O novo presidente da Câmara Municipal de Lisboa, Carlos Moedas (D), cumprimenta o ex-presidente da autarquia, Fernando Medina (E), durante a cerimónia de instalação e posse do presidente e vereadores eleitos para a autarquia lisboeta, bem como dos deputados municipais eleitos para a Assembleia Municipal de Lisboa, realizada nos Paços do Concelho de Lisboa, 18 de outubro de 2021. ANTÓNIO COTRIM/LUSA

Medina perdeu para Moedas numa noite eleitoral surpreendente

ANTÓNIO COTRIM/LUSA

Esquerda entre “necessidade” de derrotar Moedas e o ceticismo

O Observador sabe que a solução contaria com alguns entusiastas no PS e na esquerda — a juntar a outros tantos céticos. A conversa, ainda muito embrionária e longe de ser uma hipótese formalmente discutida ou sufragada no PS, já chegou ainda assim aos corredores de outros partidos, que olham com cautela — e curiosidade — para este cenário.

Para o Bloco de Esquerda, uma solução conjunta poderia fazer sentido: o partido gostou da experiência de influência que teve na política municipal quando negociou um acordo com Fernando Medina, no mandato anterior, e passou a última campanha a pedir ainda mais força que lhe permitisse aumentar o seu poder negocial na relação com o PS.

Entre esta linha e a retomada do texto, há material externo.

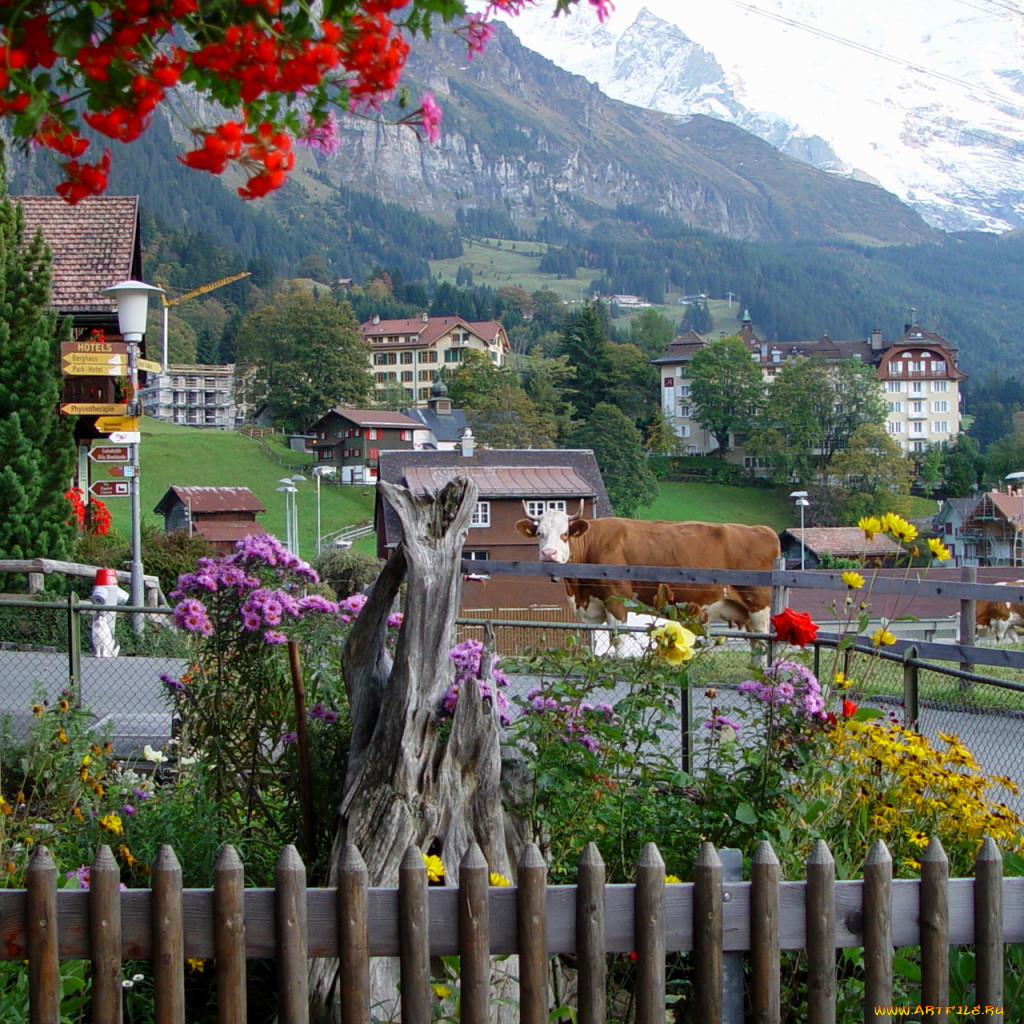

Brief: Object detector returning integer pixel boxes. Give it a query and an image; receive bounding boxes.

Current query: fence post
[68,591,82,703]
[959,565,978,690]
[903,646,921,729]
[718,847,743,1024]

Nessa altura, a candidata do Bloco — e atual vereadora em Lisboa — Beatriz Gomes Dias ia insistindo: o Bloco estava dentro da solução, mesmo que Medina insistisse em ignorar os eventuais parceiros e fazer campanha pelo voto útil. O final da história é conhecido: Medina recebeu a notícia da surpreendente derrota depois de ter passado a campanha a trabalhar para chegar à maioria absoluta; o Bloco conseguiu apenas segurar o seu lugar na vereação, sem crescer mais, e perdeu a influência que tinha no Executivo municipal.

Ou seja: para o partido de Mariana Mortágua, é claro que mais à frente se pode colocar a “necessidade” de ser puramente pragmático, como regista que o PS está a ser: “Sabe que só ganha se houver uma megacoligação, como a que Moedas montou [em 2021]”, comenta uma fonte do partido. Sem “contactos formais”, os bloquistas têm, no entanto, noção de que parte do PS agita o cenário de uma aliança futura e não afasta liminarmente a hipótese — tudo depende das circunstâncias em que a esquerda (e Moedas) chegar a 2025.

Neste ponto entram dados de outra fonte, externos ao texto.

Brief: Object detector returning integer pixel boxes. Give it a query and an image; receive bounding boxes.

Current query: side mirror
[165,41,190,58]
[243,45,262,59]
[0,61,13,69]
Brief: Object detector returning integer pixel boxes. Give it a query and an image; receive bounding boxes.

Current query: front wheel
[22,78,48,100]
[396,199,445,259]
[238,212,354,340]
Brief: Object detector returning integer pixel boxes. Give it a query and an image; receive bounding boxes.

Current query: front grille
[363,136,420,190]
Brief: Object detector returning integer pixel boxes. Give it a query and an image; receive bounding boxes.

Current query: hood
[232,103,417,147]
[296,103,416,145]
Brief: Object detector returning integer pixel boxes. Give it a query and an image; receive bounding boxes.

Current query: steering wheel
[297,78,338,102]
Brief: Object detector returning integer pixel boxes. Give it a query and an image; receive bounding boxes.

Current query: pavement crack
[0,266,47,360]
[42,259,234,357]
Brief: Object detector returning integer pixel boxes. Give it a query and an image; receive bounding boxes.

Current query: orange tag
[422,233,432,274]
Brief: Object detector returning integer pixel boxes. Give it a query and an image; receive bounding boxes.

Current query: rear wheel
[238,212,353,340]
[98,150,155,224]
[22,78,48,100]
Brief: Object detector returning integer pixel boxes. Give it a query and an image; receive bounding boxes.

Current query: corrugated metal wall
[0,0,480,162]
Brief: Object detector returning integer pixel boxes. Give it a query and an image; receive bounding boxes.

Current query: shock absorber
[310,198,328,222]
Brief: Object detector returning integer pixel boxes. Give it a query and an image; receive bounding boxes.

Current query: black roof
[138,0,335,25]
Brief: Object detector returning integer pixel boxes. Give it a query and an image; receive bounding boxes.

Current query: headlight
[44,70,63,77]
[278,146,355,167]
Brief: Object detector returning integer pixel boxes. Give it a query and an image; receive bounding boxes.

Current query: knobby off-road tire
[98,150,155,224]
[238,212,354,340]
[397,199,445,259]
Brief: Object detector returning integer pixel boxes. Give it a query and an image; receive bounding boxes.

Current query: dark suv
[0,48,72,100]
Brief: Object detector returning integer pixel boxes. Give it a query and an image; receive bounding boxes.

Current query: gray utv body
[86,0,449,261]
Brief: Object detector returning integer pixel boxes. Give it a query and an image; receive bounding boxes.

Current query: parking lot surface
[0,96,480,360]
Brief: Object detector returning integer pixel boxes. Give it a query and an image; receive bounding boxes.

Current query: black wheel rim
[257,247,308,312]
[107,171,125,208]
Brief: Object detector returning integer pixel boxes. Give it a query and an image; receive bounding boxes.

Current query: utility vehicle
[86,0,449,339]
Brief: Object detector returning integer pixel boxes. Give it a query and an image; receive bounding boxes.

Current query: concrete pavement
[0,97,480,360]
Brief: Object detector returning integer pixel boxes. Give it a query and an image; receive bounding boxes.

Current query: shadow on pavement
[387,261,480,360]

No PCP, para já, não se dá qualquer espaço para alimentar a hipótese. Ao Observador, fonte oficial do partido responde de forma cortante: “Não comentamos cenários especulativos e sem fundamento”. A dois anos de distância, o PCP — que já nos tempos de Medina se mostrava cético em relação a possíveis alianças com os socialistas — nem quer ouvir falar do assunto. Mas há também quem, tal como Marta Temido, recorde outros passados comuns da esquerda, incluindo os comunistas, particularmente em Lisboa: foi na maior autarquia do país que se fizeram os primeiros testes precursores do que viria a ser a geringonça, começando por acordos entre PS e PCP.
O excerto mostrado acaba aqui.